Some of it even comes down to the building materials used during construction or how a home is laid out.

“People want better windows, better insulation and better roofs,” says Donna Youngquist of R&D Custom Homes. “Customers may even want zone systems on their HVAC units to control the temperature in different rooms. This is so that an underutilized room is not heated or cooled as much as rooms that are used more often.”

Benefits of a home energy audit

To make any residence – new construction or an existing home – more energy-efficient, builders suggest a complete energy audit, which looks at various factors that unnecessarily cost consumers money.

“An audit looks at the big picture and analyzes things such as insulation in the attic and walls to pinpoint all of the various gaps and cracks that might need to be sealed,” Abercrombie says. “It’s helpful to have diagnostic equipment such as a blower door and infrared cameras.”

 Additionally, an audit will look at heating and cooling systems as well as other systems, including lighting, appliances and electronics.

Value during new construction
Energy efficiency is critical to be kept in mind even during new construction.

“I’ve done blower door tests even before installation to make sure we’re getting things right,” Abercrombie explains. “There are certain things you just cannot get to after the house is buttoned up with drywall, windows and doors.”

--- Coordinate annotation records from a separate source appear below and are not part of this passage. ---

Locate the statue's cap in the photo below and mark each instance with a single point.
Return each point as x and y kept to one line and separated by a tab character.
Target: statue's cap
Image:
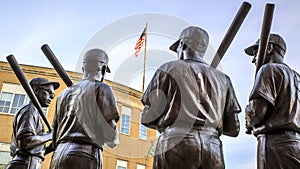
273	38
95	56
194	37
42	81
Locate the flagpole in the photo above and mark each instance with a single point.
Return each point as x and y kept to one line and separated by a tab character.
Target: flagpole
144	68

Energy efficiency is all about paying attention to details. While sometimes it is about product selection, it is often how things are installed and considering other factors which often get missed during the rush to construct a home.

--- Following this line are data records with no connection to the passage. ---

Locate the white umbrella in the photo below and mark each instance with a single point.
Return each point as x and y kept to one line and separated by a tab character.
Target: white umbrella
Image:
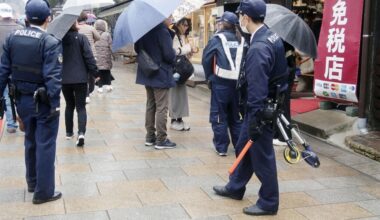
187	7
87	4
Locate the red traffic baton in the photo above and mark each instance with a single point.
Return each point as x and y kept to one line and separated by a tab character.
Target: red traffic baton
240	157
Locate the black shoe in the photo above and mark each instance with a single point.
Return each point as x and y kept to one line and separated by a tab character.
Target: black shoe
150	142
254	210
166	144
222	191
80	141
57	195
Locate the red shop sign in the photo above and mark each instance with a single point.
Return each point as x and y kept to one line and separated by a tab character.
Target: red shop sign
337	66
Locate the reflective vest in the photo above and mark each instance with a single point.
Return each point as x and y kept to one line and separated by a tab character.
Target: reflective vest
233	73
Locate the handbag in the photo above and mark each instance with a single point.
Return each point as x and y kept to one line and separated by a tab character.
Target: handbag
183	66
146	63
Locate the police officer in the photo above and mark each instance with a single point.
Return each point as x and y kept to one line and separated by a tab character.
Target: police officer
221	63
33	60
265	68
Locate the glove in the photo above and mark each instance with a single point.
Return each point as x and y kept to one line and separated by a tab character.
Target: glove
254	130
54	113
209	84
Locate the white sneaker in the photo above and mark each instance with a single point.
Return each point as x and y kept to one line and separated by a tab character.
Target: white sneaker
178	126
109	88
279	143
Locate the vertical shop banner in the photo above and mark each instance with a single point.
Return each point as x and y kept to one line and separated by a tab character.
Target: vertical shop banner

One place that often gets overlooked when it comes to efficiency is insulation in the ceiling of the home. Abercrombie calls it “leaky ceiling syndrome” because when builders think of an efficient house, they often think about what they can do to make the walls more airtight, but they frequently ignore the ceiling plane.

“The area between the ceiling and the attic doesn’t get sealed as well as it should,” he explains. “This is the most important boundary in the home, and we have more leakage there than we do in the walls.”

Les O’Dell is a special contributor to Iowa Electric Cooperative Living.